What’s it like to be on the show? And what’s Alex Trebek like?
It’s kind of surreal. I’ve watched “Jeopardy!” for years and it’s so odd to actually be on the set. When you’re at the podium, you also see the game from a reverse angle and the rhythms of the game are also different from watching at home. The biggest differences are that you have to call the clues out yourself and that you have to wait to respond at the end of the clue. You have to also time the buzzer right and not ring in too early (which locks you out for a fraction of a second) or too late (when someone else will have beaten you.) You have to anticipate the lights that signal that the buzzer is unlocked to ring in first.

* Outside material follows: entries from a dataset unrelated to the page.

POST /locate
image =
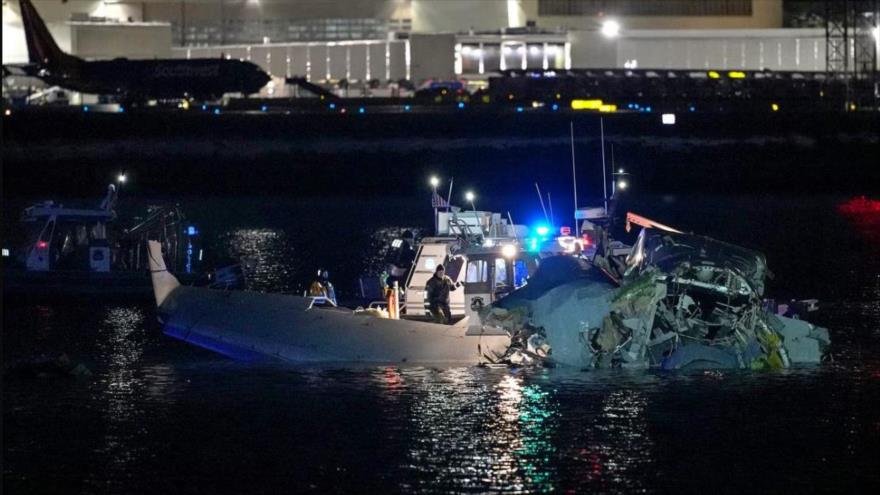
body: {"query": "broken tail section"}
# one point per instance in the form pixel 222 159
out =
pixel 163 281
pixel 42 48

You have to wait several hours until you play and since they tape five shows in one day, you could be there a long time. You also get to watch the games before yours, which can help you familiarize yourself with how the game is played and who the champion you’ll face will be but it could be intimidating if you end up facing a player like recent record-breaking champ James Holzhauer. And even if you win or lose, the producers of the show do a great job at fostering a friendly environment. There’s a lot of bonding that goes on and I’ve already connected on social media with several people who were there to tape their episode on the same day.

You don’t learn too much about Trebek while you’re on the show. You only see him during games and you only really interact with him while you’re playing and in the brief small talk they show as the credits roll. Once the cameras are off, he’s gone, in large part to avoid accusations that he’s getting too friendly and playing favorites with contestants. But during commercial breaks, he takes questions and engages with the audience. It was through that that I got an update on his condition—he had announced his diagnosis of stage 4 pancreatic cancer just a few weeks before—and learned that apparently, despite his diagnosis, he’s still working on DIY projects at his house (although he did not tell us whether or not he was wearing a wig.) It was amazing and truly moving to see him host despite his condition and power through it. In the few months since, Trebek has said that his cancer has gone into “near remission.”

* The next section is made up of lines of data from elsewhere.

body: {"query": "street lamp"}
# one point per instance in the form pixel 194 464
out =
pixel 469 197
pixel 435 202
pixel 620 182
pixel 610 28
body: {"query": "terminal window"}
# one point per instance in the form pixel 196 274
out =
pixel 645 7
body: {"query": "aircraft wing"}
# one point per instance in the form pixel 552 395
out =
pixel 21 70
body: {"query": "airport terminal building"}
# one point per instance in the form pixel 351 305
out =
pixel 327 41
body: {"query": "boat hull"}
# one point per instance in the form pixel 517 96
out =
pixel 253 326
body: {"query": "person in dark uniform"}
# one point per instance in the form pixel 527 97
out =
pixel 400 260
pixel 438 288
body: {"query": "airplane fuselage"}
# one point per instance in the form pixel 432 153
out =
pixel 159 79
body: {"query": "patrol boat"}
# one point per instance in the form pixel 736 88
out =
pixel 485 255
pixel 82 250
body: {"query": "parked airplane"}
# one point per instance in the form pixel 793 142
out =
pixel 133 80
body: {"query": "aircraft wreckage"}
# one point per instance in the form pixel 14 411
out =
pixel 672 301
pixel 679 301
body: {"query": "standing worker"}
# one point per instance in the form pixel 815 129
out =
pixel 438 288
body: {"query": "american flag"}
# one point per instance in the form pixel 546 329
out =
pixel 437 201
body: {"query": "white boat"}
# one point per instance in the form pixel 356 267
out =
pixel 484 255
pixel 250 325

But come on, how did you do?
Unfortunately, I can’t tell you that yet! Because of federal laws surrounding game shows that date back to the 1950s quiz show scandals, as well as the show’s own policies, contestants have to sign paperwork that prevents them from doing anything to suggest the show could have been fixed or making anything public about what happened during the game until it airs. I’m allowed to tell you all about what it was like to be there, but I can’t tell you anything about what happened in the game—not the result, the clues, the categories, not even my little anecdote that Trebek asks me about—or else I risk forfeiting my winnings (and I promise, that’s not a spoiler. Even losing contestants get up to $2,000 as a consolation prize, while winners get to keep what they won on the show and come back the next day.)

If you want to know how I do, you’re going to have to watch for yourself. You can find out where and when “Jeopardy!” airs in your area by searching your ZIP code here. I hope you can watch Wednesday and cheer me on. Thanks in advance to all of you!